From the world of data.

Abhishek V Tatachar
6 min readMay 10, 2021

“I need a cloth of 1 meter”. “This ice cream is chunky”. “The average height of people in my class is 5 foot and 6 inches”. If you are wondering why I mentioned these statements, the answer to the question is that these statements indicate units of information called data. Data is defined as the collection of facts. Data is not always numbers. It can be numerical (also called quantitative data) or categorical (also called qualitative data). Data is often stored in the form of tables and these tables are called the data tables. Having data stored in tables make it easy for a person to find the required data. In this article, we would see how we could visualize and analyze data.

Visualizing data:

Data visualization is the task of picturing data in a graphical form. We do this so that it is easy to make inferences from the data. Data in the form of charts and graphs convey more information than data simply laying in tables. Graphical representation is also helpful in drawing attention to trends in the data, or variation of data in certain conditions. When it comes to visualization of data, there are different types of graph, some of which are bar graphs, line Graphs, pie charts and ojives.

Bar graphs: These are also called the bar charts. Bar graph is a set of rectangular bars that are placed either vertically or horizontally who’s heights depict a particular value. Consider the following data table on number of people who like a particular flavour of ice cream and the bar graph that depicts the data.

Each bar has a height that represents a particular value. Using a bar chart it easy to know the value of each element and easily make inferences.

Line Graphs: Line graphs are similar to bar charts, but here we make use of small markers at corresponding values for each element and then draw a straight line connecting all points. Diffrenciating from the bar graphs, we make use of line graphs when we have continuity in values. Consider the following example of Mr. Alex’s income in each month for the first six months of an year.

The graph shows a continuity in his earnings each month. We can infer that his earnings dropped from month February to month March. So line graphs make it easier to understand how a factor changed over time or a period.

Ogives: Ogives are used to represent the cumulative sum. Cummulative sum is the summation of values in a sequence. Imagine this situation. Mr. Alex saved a sum of 5000 rupees every month. So the savings increases by 5000 rupees every month. This can be depicted using an ojive.

Pie Chart: Pie chart is a circular graphical representation of data. So we have a circle that is divided into slices. Each slice proportionally represents some amount of data. Let us understand this with an example. We have a class of 100 students and they are asked to choose one of the three subjects as an elective. We could represent this data using a pie chart.

Analyzing Data

Analyzing of data is usually done to either find the center of the data or the spread of data.
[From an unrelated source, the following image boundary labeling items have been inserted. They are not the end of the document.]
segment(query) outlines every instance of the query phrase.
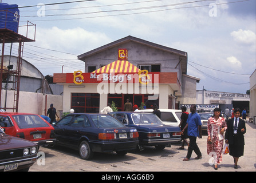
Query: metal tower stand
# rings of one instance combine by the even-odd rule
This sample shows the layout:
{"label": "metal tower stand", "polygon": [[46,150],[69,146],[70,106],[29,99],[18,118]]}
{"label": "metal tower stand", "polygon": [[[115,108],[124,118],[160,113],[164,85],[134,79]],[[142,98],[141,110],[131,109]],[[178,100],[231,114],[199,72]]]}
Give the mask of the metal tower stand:
{"label": "metal tower stand", "polygon": [[[11,71],[11,74],[13,74],[14,79],[14,100],[13,100],[13,108],[2,108],[3,109],[13,109],[13,112],[18,112],[18,103],[19,103],[19,85],[21,79],[21,65],[23,56],[23,48],[25,42],[34,42],[35,41],[36,35],[36,28],[34,39],[27,38],[27,30],[29,22],[27,24],[27,35],[25,37],[22,35],[19,34],[12,30],[10,30],[7,29],[0,29],[0,43],[2,44],[2,55],[1,55],[1,65],[0,67],[0,86],[1,86],[1,90],[0,91],[0,98],[2,98],[2,81],[3,81],[3,73],[10,71],[9,70],[4,69],[3,67],[3,56],[5,51],[5,45],[7,43],[18,43],[18,51],[17,55],[17,62],[16,70],[13,70]],[[29,22],[31,23],[31,22]],[[31,24],[32,26],[36,25]],[[29,25],[30,26],[30,25]],[[1,101],[0,100],[0,106],[1,105]]]}

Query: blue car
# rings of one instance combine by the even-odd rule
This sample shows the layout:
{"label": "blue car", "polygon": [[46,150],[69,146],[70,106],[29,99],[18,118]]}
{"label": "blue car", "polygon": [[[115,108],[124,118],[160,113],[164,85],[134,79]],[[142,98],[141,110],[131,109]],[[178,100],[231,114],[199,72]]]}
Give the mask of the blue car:
{"label": "blue car", "polygon": [[144,146],[154,146],[157,149],[171,146],[171,142],[181,140],[180,129],[167,126],[151,113],[116,112],[109,113],[127,126],[136,128],[139,132],[139,149],[144,150]]}
{"label": "blue car", "polygon": [[91,158],[94,152],[116,152],[124,156],[139,144],[136,128],[125,126],[107,114],[69,114],[53,127],[56,144],[78,150],[84,160]]}

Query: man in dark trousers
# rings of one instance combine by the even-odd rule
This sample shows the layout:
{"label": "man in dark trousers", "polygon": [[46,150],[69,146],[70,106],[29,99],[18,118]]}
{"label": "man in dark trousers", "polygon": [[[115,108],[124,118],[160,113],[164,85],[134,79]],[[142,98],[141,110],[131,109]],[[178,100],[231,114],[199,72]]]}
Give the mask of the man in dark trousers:
{"label": "man in dark trousers", "polygon": [[182,130],[182,133],[187,128],[187,135],[190,138],[190,146],[186,157],[183,159],[184,161],[190,160],[192,152],[194,150],[198,156],[194,159],[199,160],[202,158],[202,153],[196,144],[196,137],[202,138],[202,123],[199,114],[196,113],[196,106],[192,105],[190,106],[190,112],[187,120],[187,125]]}
{"label": "man in dark trousers", "polygon": [[57,114],[56,112],[56,109],[53,108],[53,104],[51,104],[50,105],[50,108],[48,109],[48,110],[47,111],[47,116],[48,116],[50,118],[50,124],[52,124],[53,122],[56,121],[56,118],[55,117],[55,116],[57,116],[57,118],[58,118],[58,114]]}

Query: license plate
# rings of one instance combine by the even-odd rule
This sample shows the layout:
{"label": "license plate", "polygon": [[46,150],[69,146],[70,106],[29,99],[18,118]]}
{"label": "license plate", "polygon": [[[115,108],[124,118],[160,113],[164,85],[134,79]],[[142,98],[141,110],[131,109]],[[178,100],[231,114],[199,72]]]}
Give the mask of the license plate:
{"label": "license plate", "polygon": [[5,166],[5,169],[3,170],[3,171],[6,172],[6,171],[10,171],[10,170],[17,169],[18,168],[18,164],[6,165]]}
{"label": "license plate", "polygon": [[119,138],[127,138],[127,134],[126,134],[126,133],[119,133]]}
{"label": "license plate", "polygon": [[33,134],[33,137],[34,138],[42,138],[42,134],[41,133]]}
{"label": "license plate", "polygon": [[170,138],[170,133],[163,133],[163,137],[164,138]]}

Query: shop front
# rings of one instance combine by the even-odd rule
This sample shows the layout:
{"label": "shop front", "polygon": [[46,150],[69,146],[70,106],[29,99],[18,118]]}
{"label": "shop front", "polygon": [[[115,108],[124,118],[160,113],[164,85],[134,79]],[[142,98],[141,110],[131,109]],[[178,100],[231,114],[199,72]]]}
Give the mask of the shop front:
{"label": "shop front", "polygon": [[54,74],[54,82],[64,86],[63,112],[99,113],[115,102],[124,110],[128,99],[132,106],[174,109],[174,93],[181,93],[175,72],[148,72],[127,61],[117,60],[92,73]]}

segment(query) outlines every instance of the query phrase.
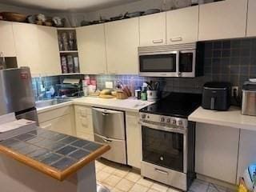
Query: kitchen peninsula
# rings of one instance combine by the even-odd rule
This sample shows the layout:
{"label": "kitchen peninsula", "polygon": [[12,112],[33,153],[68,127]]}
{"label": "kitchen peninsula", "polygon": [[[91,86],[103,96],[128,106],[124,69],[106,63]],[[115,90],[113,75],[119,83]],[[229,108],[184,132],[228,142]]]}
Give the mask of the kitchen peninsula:
{"label": "kitchen peninsula", "polygon": [[41,128],[5,140],[1,191],[96,192],[94,160],[110,148]]}

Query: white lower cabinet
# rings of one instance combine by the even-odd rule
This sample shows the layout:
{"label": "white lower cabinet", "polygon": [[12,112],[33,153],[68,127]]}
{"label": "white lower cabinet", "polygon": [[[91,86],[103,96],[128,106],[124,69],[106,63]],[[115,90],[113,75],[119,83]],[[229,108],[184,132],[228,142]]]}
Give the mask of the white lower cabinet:
{"label": "white lower cabinet", "polygon": [[128,165],[141,169],[142,159],[142,128],[138,113],[126,112],[126,145]]}
{"label": "white lower cabinet", "polygon": [[39,113],[38,119],[41,128],[75,136],[73,106]]}
{"label": "white lower cabinet", "polygon": [[240,133],[237,184],[246,168],[256,162],[256,131],[242,130]]}
{"label": "white lower cabinet", "polygon": [[239,129],[197,123],[195,171],[236,183]]}
{"label": "white lower cabinet", "polygon": [[83,106],[74,106],[76,136],[94,141],[94,126],[91,108]]}

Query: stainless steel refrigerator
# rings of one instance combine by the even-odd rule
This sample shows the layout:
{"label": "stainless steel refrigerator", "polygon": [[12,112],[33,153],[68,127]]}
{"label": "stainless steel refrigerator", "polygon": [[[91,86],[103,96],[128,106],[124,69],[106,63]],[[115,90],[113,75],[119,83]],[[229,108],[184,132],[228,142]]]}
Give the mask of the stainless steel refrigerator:
{"label": "stainless steel refrigerator", "polygon": [[38,123],[29,67],[0,70],[0,115],[13,112]]}

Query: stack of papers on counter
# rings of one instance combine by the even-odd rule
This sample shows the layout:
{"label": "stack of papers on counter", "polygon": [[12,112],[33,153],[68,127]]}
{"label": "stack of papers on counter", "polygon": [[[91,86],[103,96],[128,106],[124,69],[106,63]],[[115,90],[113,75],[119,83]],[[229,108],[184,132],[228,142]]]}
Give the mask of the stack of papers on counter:
{"label": "stack of papers on counter", "polygon": [[26,119],[17,120],[14,114],[0,116],[0,141],[3,141],[37,128],[36,122]]}

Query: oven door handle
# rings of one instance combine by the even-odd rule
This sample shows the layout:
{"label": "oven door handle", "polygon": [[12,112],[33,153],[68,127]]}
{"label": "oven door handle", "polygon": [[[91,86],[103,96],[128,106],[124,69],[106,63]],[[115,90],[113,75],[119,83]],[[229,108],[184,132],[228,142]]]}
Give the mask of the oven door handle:
{"label": "oven door handle", "polygon": [[151,129],[158,130],[164,130],[164,131],[167,131],[167,132],[178,133],[178,134],[185,134],[186,133],[185,130],[157,126],[157,125],[150,124],[150,123],[142,122],[142,121],[139,121],[138,124],[144,126],[147,126]]}

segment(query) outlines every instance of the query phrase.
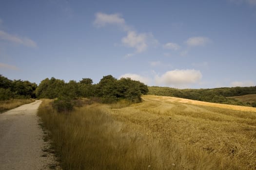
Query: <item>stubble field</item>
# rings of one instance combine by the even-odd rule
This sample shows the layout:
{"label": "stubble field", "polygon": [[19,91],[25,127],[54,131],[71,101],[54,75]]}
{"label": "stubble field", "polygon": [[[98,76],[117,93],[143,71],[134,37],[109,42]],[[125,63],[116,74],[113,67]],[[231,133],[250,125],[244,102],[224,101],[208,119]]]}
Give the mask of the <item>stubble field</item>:
{"label": "stubble field", "polygon": [[64,170],[254,170],[256,108],[145,95],[39,115]]}

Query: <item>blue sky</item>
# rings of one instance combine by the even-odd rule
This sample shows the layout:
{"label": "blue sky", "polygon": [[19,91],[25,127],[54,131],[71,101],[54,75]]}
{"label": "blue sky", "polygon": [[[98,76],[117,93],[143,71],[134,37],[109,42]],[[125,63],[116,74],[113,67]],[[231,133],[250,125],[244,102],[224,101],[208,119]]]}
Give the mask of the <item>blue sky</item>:
{"label": "blue sky", "polygon": [[256,85],[256,0],[1,0],[0,74]]}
Center of data is determined by the mean, median or the mode. On the other hand, the spread of the data can be determined by the range, variance and the standard deviation. We would see the measures of central tendency as well the spread in this article.

Mean: Mean refers to the average of values. Given a set of values, the mean or the average can be determined by summing up all the values and deciding them by the total number of values.

Median: Median refers to the center value of a given set of sorted values. This is the value that separates the higher half from the lower half.

Mode: Mode is the the number that occurs most frequently in a given set of values.

In case there are two numbers that have occurred an equal number of time, we consider the set of values to be bimodal. Anyways, if three or more numbers repeat the same number of times, we say the data set has no mode.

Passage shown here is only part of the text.